She's a ten year old "model" mare (1st premium)... She's very into dressage, jumping, riding with our carriage, and westernriding!

It's a lovely, sweet horse, but sometimes a bit stubborn.

Here's a picture of her:


----------



## meggymoo (Mar 10, 2007)

Gosh, she's pretty. :wink:


----------



## Hypofocus (Apr 21, 2007)

Thanks!
She's really sweet too... so for me, it's the perfect horse 8)


----------



## Hanna (Feb 25, 2007)

Wow... she's beautiful!


----------



## Oleandra (Apr 10, 2007)

She's gorgeous!
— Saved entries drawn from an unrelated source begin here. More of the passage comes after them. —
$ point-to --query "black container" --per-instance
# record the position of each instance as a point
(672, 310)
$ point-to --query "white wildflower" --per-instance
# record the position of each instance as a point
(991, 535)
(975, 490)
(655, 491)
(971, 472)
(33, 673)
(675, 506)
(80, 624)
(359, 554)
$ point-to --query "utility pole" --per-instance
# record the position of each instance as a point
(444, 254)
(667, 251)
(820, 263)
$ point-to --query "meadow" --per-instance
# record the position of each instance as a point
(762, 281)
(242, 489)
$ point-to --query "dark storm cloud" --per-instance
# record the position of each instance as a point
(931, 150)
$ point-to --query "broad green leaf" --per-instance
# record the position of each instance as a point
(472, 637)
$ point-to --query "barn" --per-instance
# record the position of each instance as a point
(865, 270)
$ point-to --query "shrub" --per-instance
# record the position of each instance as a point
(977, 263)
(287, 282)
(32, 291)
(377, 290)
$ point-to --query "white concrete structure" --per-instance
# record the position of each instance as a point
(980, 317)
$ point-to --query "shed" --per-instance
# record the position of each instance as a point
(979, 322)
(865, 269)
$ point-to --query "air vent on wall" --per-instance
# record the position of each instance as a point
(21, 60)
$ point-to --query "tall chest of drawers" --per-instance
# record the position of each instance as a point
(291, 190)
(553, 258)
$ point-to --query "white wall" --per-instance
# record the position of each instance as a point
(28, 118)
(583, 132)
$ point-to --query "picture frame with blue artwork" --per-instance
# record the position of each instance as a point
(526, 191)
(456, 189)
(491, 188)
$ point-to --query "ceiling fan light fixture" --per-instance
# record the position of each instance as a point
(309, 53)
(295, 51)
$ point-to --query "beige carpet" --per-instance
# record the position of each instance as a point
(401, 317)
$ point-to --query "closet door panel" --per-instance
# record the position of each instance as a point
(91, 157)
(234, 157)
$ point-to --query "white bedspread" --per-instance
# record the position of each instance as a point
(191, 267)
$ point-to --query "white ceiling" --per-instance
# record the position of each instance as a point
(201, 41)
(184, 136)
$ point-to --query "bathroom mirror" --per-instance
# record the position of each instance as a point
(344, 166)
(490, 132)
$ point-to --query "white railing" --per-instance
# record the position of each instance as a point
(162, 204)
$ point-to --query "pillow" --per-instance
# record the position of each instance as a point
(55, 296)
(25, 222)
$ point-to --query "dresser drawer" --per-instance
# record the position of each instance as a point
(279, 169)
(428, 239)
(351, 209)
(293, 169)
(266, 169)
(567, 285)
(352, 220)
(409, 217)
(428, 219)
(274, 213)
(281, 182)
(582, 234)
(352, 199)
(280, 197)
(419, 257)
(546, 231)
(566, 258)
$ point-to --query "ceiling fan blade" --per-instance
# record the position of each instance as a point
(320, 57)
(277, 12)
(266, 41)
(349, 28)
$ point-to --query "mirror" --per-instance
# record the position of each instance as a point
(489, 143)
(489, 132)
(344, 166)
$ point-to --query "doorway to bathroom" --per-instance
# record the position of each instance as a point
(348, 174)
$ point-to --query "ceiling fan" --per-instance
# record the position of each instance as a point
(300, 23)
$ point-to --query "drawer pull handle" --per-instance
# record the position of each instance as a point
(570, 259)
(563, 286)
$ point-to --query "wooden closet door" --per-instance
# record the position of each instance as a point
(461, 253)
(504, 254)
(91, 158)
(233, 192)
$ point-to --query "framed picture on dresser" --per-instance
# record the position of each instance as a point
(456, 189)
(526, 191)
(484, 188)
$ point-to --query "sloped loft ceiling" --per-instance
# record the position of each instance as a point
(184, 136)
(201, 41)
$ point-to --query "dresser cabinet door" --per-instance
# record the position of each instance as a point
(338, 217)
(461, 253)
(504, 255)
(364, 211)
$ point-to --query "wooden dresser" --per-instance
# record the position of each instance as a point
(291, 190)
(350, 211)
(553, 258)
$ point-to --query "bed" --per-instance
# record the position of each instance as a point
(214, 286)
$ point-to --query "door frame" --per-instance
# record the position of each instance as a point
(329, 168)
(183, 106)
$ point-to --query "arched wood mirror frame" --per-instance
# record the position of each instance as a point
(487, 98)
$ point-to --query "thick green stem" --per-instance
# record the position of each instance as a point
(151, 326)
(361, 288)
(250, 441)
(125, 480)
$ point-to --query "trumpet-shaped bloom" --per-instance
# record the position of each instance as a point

How old is she?


----------



## Hypofocus (Apr 21, 2007)

She's now 10 year old


----------



## Madds (Mar 15, 2007)

barnrat said:


> I use to have a friend that had some fjords....I was a beginer rider at that time she let me try riding one....I was really embarrased  because I could not ride (the easiest one ) her horse......she had 9 ponies and 1 clydsdale.....the fjord would find food to eat and stop to eat it....I was not that good at the time and could not get his head up....My friend had to rescue me every 2 minutes....She also had a goat and I was terrified it was going to eat me.......and once the pony started eating really close to the goat and I was like screaming....wow...I must have been 12 or 13 at that time....really immature.... I feel bad.....There was no way her goat could have even reached me.... :lol:
> 
> I am convinced I could probably ride her fjords now after 4 years of experiance


I'm 13 and once when i was 8 or 9 i thought the sheep and cows were going to eat me lol! :lol: i had been around horses all my life just not sheep and cows :lol:


----------



## Guapa (Apr 27, 2007)

I have a fjord to! (for pictures see my topic)
I like them because they are very multi-purpose,
you can do everything with them!  
And they are so cute! :shock: really nice!

@ Hypofocus: ha, someone from the netherlands to!
Youre fjord is really beautiful, nice colour!


----------



## muppet123 (Apr 29, 2007)

i have always loved and admired the fjords. we dont reallt see many in the uk, so they really stand out and make an impression when we do come accross them.


----------